Certain people who have attained a level of power may experience a loss of empathy, lean toward self-interested behaviors, and normalize otherwise unethical behavior. But whether a person becomes corrupt, so to speak, depends on their individual character. Positive change through education and moral values may help a person avoid such corruption. 

“Part of it involves certain things we can't really change, like our personalities, those agreeable humble empathic folks have built-in protections. In the absence of that then you need systems that keep power in check,” Dr Durvsalu explained. 

Asking powerful people to self-regulate when they don’t have agreeable personality types is like keeping foxes in a henhouse, added Durvsalu. 

How to not let power corrupt

Experts advise avoiding corruption through empathy, gratitude, and generosity

Dacher Keltner, a professor of psychology at the University of California, Berkeley, writes in the Harvard Business Review that developing greater self-awareness and practicing graciousness are two ways to not let power corrupt. Keltner adds that the below actions are starting points in maintaining a sense of self when moving towards positions of power.


To practice empathy:

  • Ask a great question or two in every interaction, and paraphrase important points that others make.
  • Listen with gusto.
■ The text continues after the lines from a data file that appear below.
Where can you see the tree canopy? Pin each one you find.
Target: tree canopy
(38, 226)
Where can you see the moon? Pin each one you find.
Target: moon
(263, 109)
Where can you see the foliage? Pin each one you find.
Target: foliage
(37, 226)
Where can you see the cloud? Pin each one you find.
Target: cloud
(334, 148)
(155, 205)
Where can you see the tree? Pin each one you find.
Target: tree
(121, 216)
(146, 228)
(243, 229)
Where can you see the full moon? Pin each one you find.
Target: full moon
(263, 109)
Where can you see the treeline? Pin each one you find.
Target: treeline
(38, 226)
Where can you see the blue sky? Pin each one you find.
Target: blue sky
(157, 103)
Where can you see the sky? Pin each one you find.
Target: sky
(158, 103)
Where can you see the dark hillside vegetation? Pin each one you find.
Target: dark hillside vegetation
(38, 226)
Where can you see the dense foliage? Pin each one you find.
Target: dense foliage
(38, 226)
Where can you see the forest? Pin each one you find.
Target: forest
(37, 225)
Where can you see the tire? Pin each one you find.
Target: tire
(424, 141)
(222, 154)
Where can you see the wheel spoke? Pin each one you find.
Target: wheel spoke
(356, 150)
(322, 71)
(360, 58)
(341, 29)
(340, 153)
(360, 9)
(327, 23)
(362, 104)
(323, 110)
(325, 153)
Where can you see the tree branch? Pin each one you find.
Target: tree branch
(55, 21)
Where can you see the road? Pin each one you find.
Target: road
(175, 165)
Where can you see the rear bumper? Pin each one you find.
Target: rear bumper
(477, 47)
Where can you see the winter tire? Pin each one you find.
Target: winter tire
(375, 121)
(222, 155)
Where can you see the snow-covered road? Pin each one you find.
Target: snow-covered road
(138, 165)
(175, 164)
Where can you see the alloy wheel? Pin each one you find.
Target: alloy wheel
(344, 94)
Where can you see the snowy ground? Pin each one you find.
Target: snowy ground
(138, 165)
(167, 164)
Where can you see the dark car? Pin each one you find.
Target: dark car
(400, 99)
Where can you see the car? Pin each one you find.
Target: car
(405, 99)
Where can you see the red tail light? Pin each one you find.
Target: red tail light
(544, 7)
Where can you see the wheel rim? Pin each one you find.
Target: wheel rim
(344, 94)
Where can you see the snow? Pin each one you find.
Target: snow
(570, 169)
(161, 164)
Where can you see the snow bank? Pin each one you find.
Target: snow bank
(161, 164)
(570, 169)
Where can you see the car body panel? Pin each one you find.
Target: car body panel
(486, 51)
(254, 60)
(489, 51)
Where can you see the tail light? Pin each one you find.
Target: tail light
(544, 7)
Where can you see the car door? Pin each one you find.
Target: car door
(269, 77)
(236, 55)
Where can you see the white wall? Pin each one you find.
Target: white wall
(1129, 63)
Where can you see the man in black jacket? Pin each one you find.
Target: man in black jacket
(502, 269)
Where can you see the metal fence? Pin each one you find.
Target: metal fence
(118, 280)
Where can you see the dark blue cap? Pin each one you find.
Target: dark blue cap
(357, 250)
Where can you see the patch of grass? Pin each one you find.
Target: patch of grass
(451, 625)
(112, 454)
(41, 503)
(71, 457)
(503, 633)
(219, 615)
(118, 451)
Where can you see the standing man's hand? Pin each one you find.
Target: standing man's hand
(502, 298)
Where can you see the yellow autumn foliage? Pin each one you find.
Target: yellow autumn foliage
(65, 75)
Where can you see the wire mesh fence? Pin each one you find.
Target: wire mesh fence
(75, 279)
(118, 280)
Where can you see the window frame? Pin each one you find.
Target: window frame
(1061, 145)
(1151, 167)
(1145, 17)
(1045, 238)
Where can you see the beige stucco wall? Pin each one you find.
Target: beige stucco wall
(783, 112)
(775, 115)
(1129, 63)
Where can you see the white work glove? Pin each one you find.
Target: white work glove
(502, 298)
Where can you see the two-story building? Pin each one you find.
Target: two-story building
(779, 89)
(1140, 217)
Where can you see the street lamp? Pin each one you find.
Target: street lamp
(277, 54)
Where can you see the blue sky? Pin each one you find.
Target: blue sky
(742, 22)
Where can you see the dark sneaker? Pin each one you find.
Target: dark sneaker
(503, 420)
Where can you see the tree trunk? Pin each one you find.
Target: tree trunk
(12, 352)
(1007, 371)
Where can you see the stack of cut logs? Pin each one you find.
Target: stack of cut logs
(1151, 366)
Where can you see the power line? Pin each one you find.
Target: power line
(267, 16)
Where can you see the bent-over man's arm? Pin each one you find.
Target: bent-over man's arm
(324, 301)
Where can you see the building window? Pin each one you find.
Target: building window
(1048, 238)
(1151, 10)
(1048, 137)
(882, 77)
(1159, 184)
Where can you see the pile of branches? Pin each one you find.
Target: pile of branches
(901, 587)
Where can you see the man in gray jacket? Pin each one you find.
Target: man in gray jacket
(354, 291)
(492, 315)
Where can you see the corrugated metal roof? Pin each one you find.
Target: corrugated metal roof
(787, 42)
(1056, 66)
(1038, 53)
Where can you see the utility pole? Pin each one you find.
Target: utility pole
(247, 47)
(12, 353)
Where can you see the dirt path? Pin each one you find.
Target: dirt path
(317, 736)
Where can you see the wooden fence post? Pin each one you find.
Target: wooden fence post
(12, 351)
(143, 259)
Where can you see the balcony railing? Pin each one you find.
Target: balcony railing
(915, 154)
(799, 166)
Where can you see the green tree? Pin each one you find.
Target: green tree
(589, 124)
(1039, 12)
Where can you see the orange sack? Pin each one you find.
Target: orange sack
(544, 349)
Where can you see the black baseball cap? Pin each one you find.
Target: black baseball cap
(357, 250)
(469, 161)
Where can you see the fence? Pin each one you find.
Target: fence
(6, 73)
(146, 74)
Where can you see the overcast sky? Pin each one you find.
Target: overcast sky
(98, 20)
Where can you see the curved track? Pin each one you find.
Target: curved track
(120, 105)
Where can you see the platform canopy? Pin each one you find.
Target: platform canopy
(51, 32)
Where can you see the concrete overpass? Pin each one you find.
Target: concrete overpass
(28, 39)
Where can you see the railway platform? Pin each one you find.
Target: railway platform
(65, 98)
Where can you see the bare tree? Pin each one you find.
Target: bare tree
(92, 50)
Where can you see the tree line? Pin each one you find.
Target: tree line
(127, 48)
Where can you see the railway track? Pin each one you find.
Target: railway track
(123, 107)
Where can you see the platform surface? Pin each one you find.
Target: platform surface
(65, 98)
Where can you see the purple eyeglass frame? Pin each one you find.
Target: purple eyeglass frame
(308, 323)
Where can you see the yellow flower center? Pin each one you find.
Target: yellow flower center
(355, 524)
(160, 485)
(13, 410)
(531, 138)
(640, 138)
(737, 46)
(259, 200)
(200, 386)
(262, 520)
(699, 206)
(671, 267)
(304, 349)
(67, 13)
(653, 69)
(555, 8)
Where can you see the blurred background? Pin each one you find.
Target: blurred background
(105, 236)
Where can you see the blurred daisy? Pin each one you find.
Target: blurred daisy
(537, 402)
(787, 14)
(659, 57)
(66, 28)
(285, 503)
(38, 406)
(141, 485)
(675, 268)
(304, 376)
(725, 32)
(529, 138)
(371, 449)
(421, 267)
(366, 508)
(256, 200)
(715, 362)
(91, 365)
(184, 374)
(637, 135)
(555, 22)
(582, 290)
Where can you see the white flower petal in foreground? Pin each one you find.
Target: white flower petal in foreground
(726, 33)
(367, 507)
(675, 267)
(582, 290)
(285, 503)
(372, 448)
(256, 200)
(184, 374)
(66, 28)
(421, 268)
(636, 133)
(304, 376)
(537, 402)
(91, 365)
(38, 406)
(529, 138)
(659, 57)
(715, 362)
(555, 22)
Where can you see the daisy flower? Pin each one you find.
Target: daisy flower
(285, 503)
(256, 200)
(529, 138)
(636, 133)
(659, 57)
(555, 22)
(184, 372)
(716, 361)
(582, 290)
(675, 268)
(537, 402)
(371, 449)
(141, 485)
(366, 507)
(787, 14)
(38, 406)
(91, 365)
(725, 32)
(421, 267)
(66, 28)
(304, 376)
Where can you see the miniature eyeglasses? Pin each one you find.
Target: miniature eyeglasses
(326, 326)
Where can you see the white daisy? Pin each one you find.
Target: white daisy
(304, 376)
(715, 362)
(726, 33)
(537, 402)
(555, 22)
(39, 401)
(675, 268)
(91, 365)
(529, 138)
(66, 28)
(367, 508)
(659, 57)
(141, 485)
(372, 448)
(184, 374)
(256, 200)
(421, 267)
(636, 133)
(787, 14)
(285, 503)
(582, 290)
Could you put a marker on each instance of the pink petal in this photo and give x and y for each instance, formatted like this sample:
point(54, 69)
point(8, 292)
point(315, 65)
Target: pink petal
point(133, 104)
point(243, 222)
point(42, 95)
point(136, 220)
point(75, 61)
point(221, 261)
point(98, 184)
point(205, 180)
Orient your body and eyes toward the person speaking and convey interest and engagement vocally.
  • When someone comes to you with a problem, signal concern with phrases such as “I’m sorry” and “That’s really tough.” Avoid rushing to judgment and advice.
  • Before meetings, take a moment to think about the person you’ll be with and what is happening in his or her life.

 To practice gratitude:

  • Make thoughtful thank-yous a part of how you communicate with others.
  • Send colleagues specific and timely e-mails or notes of appreciation for jobs done well.
  • Publicly acknowledge the value that each person contributes to your team, including the support staff.
  • Use the right kind of touch—pats on the back, fist bumps, or high fives—to celebrate successes.

 To practice generosity:

  • Seek opportunities to spend a little one-on-one time with the people you lead.
  • Delegate some important and high-profile responsibilities.
  • Give praise generously.
  • Share the limelight. Give credit to all who contribute to the success of your team and your organization.

The content of this article is not intended to be a substitute for professional medical advice, diagnosis, or treatment. Always seek the advice of qualified health providers with questions you may have regarding medical conditions.